Puoi spalmarla sul pane integrale o
accostarla a formaggi a pasta dura o molle, ma riceve l’oscar per la migliore
attrice non protagonista nei dolci con crema o ricotta, sul gelato e sul
budino. La bellezza e il piacere si mescolano nell’armonia delle cose. C’erano
le vigne lì vicino, una volta. Ci passavano a piedi o sul mulo, lei e le sue
sorelle. E c’era anche un vignaiolo, con una buona dose di mania compulsiva
anche lui. Aveva un sogno, lasciare la sua impronta in quei luoghi. Peppe si
chiamava e voleva, con innesti opportuni o pratiche magiche, far nascere
albicocche senza noccioli. Sorridevano scettici i vecchi, ma i bambini già
pativano l’assenza dei loro piccoli tesori, i mucchietti di noccioli, compagni
di giochi sulla pietra fresca dietro la casa.
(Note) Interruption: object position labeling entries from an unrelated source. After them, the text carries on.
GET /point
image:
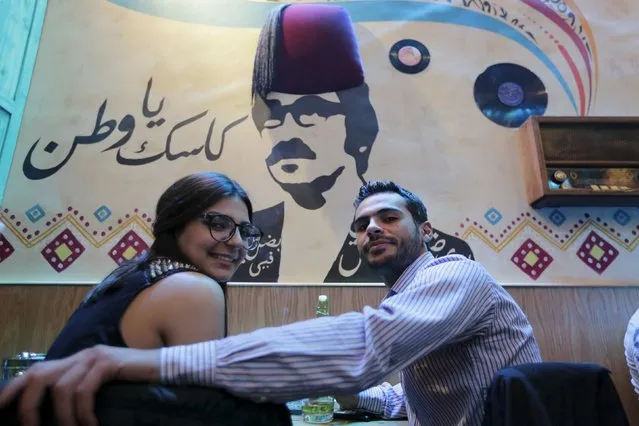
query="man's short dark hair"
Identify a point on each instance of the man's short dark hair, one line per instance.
(413, 203)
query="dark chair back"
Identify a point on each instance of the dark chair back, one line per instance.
(129, 404)
(554, 394)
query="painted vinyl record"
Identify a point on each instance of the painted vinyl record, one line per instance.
(507, 94)
(409, 56)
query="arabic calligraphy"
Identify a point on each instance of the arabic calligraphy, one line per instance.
(495, 10)
(103, 129)
(441, 244)
(256, 268)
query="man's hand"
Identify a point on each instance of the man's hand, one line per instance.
(348, 402)
(75, 380)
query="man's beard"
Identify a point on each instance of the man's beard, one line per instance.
(406, 254)
(309, 195)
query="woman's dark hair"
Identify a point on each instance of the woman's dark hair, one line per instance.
(266, 54)
(181, 203)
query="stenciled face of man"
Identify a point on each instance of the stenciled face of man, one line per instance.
(308, 134)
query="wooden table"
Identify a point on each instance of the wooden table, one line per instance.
(297, 421)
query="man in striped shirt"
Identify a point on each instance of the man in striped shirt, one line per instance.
(446, 325)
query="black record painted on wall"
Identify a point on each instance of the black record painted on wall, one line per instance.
(507, 94)
(409, 56)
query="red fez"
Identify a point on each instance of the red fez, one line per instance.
(316, 51)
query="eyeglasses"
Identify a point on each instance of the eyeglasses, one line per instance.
(222, 229)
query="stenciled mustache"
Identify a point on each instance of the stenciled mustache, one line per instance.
(371, 243)
(293, 148)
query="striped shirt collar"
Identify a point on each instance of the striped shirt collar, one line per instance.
(409, 273)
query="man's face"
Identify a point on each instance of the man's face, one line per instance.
(307, 133)
(387, 236)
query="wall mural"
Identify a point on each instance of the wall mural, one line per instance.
(120, 109)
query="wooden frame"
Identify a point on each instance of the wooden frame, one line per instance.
(535, 167)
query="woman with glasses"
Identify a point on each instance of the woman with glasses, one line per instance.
(175, 294)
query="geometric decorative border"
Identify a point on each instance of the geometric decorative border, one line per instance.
(76, 219)
(500, 239)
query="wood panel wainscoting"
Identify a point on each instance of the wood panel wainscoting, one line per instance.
(573, 324)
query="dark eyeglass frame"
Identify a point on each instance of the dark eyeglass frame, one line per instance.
(207, 219)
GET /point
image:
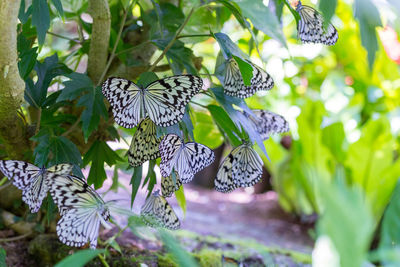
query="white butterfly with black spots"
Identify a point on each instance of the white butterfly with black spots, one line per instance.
(31, 179)
(234, 85)
(185, 158)
(267, 122)
(144, 145)
(310, 28)
(81, 209)
(241, 168)
(163, 101)
(156, 212)
(169, 185)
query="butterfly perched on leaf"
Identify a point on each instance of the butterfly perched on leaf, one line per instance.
(241, 168)
(163, 101)
(267, 122)
(234, 85)
(81, 209)
(31, 179)
(144, 145)
(310, 28)
(185, 158)
(169, 185)
(156, 212)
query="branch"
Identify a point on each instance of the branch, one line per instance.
(12, 129)
(172, 41)
(99, 42)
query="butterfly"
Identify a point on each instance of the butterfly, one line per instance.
(163, 101)
(241, 168)
(234, 85)
(311, 28)
(169, 186)
(81, 209)
(144, 145)
(31, 179)
(267, 122)
(157, 212)
(185, 158)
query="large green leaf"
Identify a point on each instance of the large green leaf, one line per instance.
(99, 154)
(80, 258)
(368, 17)
(262, 18)
(40, 18)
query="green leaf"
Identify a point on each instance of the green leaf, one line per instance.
(390, 229)
(180, 198)
(80, 258)
(368, 17)
(327, 8)
(2, 257)
(181, 256)
(246, 70)
(40, 18)
(135, 182)
(58, 5)
(262, 18)
(225, 124)
(346, 220)
(99, 154)
(94, 108)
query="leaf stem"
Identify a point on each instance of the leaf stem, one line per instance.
(121, 27)
(64, 37)
(172, 41)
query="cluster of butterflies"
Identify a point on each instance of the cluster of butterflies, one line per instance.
(161, 103)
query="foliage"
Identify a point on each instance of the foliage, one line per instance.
(342, 110)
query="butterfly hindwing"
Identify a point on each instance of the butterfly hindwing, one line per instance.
(234, 85)
(144, 145)
(156, 212)
(186, 158)
(311, 27)
(164, 101)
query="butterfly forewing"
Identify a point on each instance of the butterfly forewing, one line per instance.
(157, 212)
(144, 144)
(234, 85)
(311, 27)
(267, 123)
(81, 209)
(169, 186)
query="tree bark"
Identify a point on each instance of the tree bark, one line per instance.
(12, 128)
(98, 51)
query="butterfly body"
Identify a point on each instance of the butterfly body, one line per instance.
(234, 85)
(31, 179)
(311, 27)
(163, 101)
(185, 158)
(241, 168)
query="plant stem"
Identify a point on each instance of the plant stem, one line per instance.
(172, 41)
(194, 35)
(116, 43)
(64, 37)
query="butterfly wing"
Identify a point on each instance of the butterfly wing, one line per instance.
(224, 181)
(311, 27)
(81, 210)
(125, 99)
(193, 158)
(233, 81)
(157, 212)
(267, 122)
(144, 144)
(165, 100)
(170, 147)
(168, 186)
(246, 166)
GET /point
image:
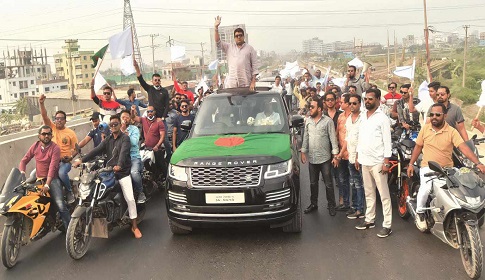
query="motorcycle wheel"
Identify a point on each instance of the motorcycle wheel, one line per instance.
(11, 243)
(77, 243)
(471, 250)
(402, 196)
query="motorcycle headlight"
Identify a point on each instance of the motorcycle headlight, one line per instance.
(278, 170)
(177, 173)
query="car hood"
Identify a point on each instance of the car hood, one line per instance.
(233, 150)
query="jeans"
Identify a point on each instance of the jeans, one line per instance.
(58, 197)
(343, 181)
(136, 170)
(326, 170)
(357, 188)
(64, 169)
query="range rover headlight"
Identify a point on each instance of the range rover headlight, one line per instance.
(177, 173)
(278, 170)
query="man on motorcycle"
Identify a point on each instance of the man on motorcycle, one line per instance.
(117, 149)
(136, 165)
(47, 156)
(154, 133)
(436, 141)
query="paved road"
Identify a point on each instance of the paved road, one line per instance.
(328, 248)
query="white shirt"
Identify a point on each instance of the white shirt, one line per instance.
(374, 142)
(262, 119)
(276, 88)
(352, 136)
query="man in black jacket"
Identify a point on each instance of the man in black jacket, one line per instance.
(117, 149)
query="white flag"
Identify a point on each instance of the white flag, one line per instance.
(126, 66)
(325, 79)
(356, 62)
(202, 85)
(406, 71)
(121, 44)
(213, 65)
(99, 82)
(481, 101)
(177, 53)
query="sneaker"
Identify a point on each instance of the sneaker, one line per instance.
(355, 215)
(365, 225)
(421, 222)
(70, 198)
(141, 198)
(342, 208)
(384, 232)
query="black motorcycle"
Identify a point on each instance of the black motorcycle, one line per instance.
(101, 208)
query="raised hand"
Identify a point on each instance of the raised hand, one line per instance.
(217, 22)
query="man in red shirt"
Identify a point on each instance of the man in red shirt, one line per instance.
(154, 134)
(183, 90)
(47, 156)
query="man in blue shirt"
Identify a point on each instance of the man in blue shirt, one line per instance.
(131, 101)
(98, 133)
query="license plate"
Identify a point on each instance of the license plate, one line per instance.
(224, 198)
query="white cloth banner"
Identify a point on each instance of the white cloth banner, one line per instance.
(203, 85)
(481, 101)
(356, 62)
(126, 66)
(121, 44)
(213, 65)
(339, 82)
(99, 82)
(406, 71)
(423, 92)
(177, 53)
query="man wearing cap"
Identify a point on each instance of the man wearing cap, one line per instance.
(98, 133)
(131, 101)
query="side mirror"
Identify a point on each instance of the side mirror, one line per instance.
(435, 167)
(186, 125)
(297, 121)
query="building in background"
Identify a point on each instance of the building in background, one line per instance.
(19, 74)
(226, 33)
(74, 65)
(313, 45)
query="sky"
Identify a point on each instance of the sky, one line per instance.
(271, 25)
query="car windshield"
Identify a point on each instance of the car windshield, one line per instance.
(241, 114)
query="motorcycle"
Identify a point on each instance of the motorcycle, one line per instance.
(454, 207)
(30, 215)
(402, 149)
(101, 208)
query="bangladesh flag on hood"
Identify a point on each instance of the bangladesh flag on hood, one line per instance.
(277, 145)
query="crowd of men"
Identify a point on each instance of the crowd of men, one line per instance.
(348, 134)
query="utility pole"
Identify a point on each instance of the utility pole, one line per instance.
(426, 39)
(202, 61)
(464, 54)
(153, 51)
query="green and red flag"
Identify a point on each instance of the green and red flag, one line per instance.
(234, 145)
(99, 55)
Metamorfosi, lei sogna,
metamorfosi dell’uomo e delle cose, dinamica di cambiamento del giardino e del
giardiniere. Questo l’affascina e l’ha conquistata dalla prima volta che ha
letto Gilles Clement e la sua teoria del giardino in movimento. E voilà
movimenti all’orizzonte. Si intravvedono da lontano, bianchi cavalieri,
immobili, in attesa sul sentiero delle siepi di rose, forniti di lance
ruotanti. Con le punte aguzze bussano al palazzo di Eolo e chiedono lo stesso
dono offerto a Ulisse. Lo ottengono. Il vento, nuova energia per vivere, non
nascosto nell’otre, ma libero nell’aria a pascolare le nuvole. E la terra
promessa a madri, padri e bambini del futuro? “Non posso perdere tempo” ripete
lei compulsiva, “il piacere mi chiama”.